Written by Michelle Linnane
I saw Bob Starky set this up when I was training with him in North Carolina last winter. We only ran
the youngs dogs that day, but I thought it would be great for the older dogs. We had a Shoreline
training session a few months later and I set it up for all the dogs. I am not sure if this is exactly how
Bob Starky did it, but this is what we did that day and I think the dogs got a great deal out of it.
When doing singles have all gun stand with a bird in their hand.
We had 4 guns in the field which you can see as they are marked in red. This photo was taken right from
the line. The furthest gun was 242 yards. Here is the should look Gun 2and Gun 3 are even they are off set
of each other.
8 Gun 1 1
7 Gun 2 2
6 Gun 3 3
5 Gun 4 4
What we did was 8 singles from these four guns. So as you faced the test from the line
Gun 1 threw from left to right or to the number 1. Then Gun 2 threw from left to right or to the number 2.

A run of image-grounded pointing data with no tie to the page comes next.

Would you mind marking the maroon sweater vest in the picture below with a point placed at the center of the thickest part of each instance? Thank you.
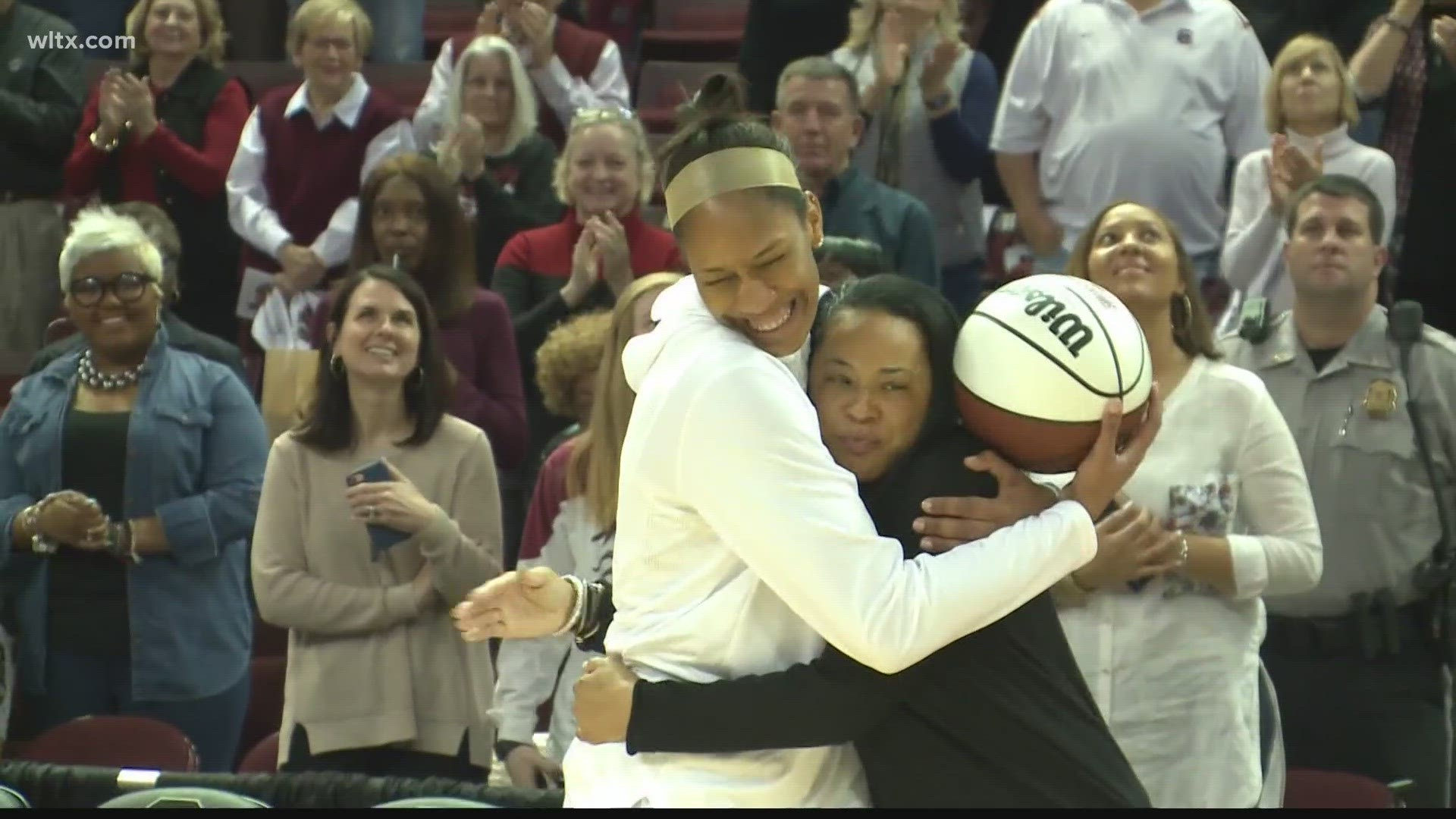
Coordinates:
(309, 172)
(579, 50)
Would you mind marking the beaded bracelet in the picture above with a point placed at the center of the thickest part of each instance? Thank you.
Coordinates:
(577, 608)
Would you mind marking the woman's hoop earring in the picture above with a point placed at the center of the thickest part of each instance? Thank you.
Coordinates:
(1187, 321)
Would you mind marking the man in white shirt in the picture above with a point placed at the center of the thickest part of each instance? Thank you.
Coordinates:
(570, 66)
(1128, 99)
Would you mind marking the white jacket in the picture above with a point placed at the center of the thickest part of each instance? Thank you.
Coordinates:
(740, 542)
(528, 670)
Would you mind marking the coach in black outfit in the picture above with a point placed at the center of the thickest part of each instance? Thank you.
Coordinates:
(998, 719)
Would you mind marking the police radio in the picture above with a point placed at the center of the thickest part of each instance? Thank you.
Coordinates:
(1254, 319)
(1433, 576)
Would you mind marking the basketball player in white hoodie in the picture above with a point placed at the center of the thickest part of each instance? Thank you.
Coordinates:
(740, 544)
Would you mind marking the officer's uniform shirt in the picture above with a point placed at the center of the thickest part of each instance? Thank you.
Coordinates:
(1376, 507)
(1145, 108)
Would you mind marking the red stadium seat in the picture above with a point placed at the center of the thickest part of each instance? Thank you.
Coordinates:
(262, 758)
(115, 742)
(696, 30)
(1329, 789)
(264, 701)
(701, 15)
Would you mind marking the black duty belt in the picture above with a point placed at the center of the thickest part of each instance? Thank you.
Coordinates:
(1363, 634)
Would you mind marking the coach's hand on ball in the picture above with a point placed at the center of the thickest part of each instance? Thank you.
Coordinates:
(952, 521)
(395, 503)
(517, 605)
(604, 700)
(1104, 471)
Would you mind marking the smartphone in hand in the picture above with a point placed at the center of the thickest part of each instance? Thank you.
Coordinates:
(382, 538)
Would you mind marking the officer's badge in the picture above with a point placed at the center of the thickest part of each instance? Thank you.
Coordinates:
(1381, 398)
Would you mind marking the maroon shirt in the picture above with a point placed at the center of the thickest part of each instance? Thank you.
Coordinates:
(309, 172)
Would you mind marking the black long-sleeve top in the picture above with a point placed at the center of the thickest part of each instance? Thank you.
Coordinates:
(41, 93)
(999, 719)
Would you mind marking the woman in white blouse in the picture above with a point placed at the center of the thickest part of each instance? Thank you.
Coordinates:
(1166, 620)
(1310, 107)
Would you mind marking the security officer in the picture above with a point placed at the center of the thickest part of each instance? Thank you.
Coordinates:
(1360, 664)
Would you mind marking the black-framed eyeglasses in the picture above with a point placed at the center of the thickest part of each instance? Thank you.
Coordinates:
(128, 287)
(604, 114)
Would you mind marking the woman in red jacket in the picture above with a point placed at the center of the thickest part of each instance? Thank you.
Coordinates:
(165, 131)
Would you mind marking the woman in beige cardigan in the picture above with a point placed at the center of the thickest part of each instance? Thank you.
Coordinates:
(363, 569)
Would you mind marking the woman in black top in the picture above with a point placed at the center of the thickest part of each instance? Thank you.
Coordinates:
(1001, 717)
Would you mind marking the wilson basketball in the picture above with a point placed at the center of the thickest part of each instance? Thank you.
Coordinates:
(1040, 359)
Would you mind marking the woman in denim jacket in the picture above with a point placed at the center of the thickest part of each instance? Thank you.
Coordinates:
(128, 484)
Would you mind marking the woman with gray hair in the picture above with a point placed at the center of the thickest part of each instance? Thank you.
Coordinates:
(492, 149)
(128, 483)
(181, 335)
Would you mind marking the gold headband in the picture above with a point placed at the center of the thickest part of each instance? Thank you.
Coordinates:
(731, 169)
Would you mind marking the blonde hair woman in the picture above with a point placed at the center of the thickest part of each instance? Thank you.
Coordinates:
(164, 131)
(582, 262)
(492, 149)
(929, 102)
(1310, 107)
(570, 529)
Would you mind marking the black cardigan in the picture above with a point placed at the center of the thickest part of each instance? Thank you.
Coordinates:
(999, 719)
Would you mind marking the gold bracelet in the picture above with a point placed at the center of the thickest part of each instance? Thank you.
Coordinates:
(107, 148)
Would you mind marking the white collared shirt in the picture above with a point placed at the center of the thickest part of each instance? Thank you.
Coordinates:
(606, 88)
(1175, 667)
(248, 205)
(740, 542)
(1136, 107)
(1253, 260)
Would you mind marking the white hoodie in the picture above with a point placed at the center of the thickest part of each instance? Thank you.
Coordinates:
(740, 542)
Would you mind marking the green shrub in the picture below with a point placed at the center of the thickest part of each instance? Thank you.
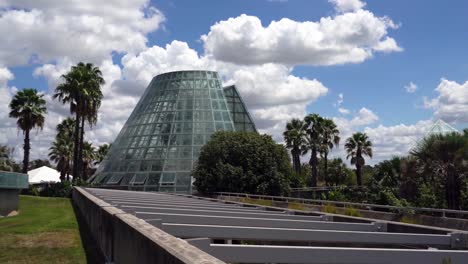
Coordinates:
(328, 208)
(296, 206)
(59, 189)
(244, 162)
(352, 212)
(256, 201)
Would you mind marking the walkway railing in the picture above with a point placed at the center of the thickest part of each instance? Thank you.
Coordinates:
(371, 207)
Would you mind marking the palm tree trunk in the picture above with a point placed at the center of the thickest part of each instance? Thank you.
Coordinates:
(452, 189)
(296, 161)
(325, 156)
(359, 174)
(76, 140)
(80, 151)
(26, 149)
(313, 163)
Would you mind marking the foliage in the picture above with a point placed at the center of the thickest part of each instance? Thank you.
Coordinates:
(243, 162)
(61, 151)
(328, 208)
(45, 231)
(338, 174)
(352, 212)
(101, 153)
(28, 108)
(81, 89)
(314, 130)
(37, 163)
(337, 195)
(357, 146)
(256, 201)
(89, 157)
(294, 137)
(6, 162)
(330, 138)
(443, 161)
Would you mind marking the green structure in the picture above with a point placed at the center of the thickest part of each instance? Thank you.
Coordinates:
(161, 140)
(11, 184)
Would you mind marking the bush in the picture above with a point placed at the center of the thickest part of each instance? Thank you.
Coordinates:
(352, 212)
(244, 162)
(328, 208)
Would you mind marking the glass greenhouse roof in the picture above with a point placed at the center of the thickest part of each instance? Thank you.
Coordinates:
(161, 140)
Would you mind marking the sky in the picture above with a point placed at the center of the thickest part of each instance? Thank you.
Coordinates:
(386, 68)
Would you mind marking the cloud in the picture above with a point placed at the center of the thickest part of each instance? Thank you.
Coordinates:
(396, 140)
(347, 5)
(88, 30)
(343, 111)
(451, 104)
(346, 38)
(411, 87)
(272, 94)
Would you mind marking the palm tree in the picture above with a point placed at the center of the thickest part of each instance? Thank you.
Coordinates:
(61, 152)
(89, 156)
(82, 90)
(445, 157)
(330, 139)
(294, 136)
(357, 146)
(29, 108)
(101, 153)
(314, 130)
(5, 163)
(66, 128)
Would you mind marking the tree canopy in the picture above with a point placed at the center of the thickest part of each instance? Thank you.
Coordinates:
(243, 162)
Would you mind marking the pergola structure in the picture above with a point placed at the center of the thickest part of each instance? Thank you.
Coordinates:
(242, 233)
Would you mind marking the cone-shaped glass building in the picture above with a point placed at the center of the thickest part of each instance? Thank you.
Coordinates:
(161, 140)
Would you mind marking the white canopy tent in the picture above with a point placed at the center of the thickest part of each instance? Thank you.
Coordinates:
(44, 174)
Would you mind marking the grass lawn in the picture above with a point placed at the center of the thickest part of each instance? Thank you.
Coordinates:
(44, 231)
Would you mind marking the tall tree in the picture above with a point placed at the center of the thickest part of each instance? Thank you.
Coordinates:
(101, 153)
(445, 156)
(61, 153)
(5, 161)
(330, 139)
(294, 136)
(29, 108)
(314, 130)
(357, 146)
(82, 90)
(61, 150)
(89, 157)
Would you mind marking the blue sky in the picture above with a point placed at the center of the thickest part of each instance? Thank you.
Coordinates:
(135, 40)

Then Gun 3threw from left to right or to the number 3. Then Gun 4 threw from left to right or to the number 4.
Then we reversed it and started this time with Gun 4 and threw from right to left or to the number 5. Then we
threw Gun 3 from left to right or to the number 6. Then we threw Gun 2 from left to right or to the number 7.
Then we threw Gun 4 from left to right or to the number 8.
As you can see we had some terrain changes they had to go down a hill but still check up on the
short birds. The dogs did a little of eveything on this test. Sometimes they went to a short gun that had not
been thrown. Don't be surprised if you see a little of everything. Very few dogs did the marks correct even as singles.
If someone had trouble we had the person move up to simplify. It will not be uncommon if when you run the
mark at Gun 1 and they go to Gun 2. We either handled them or just made sure the gun was prepared to help.
It is a must to have radios on this drill, so you can talk to the gunners in the field.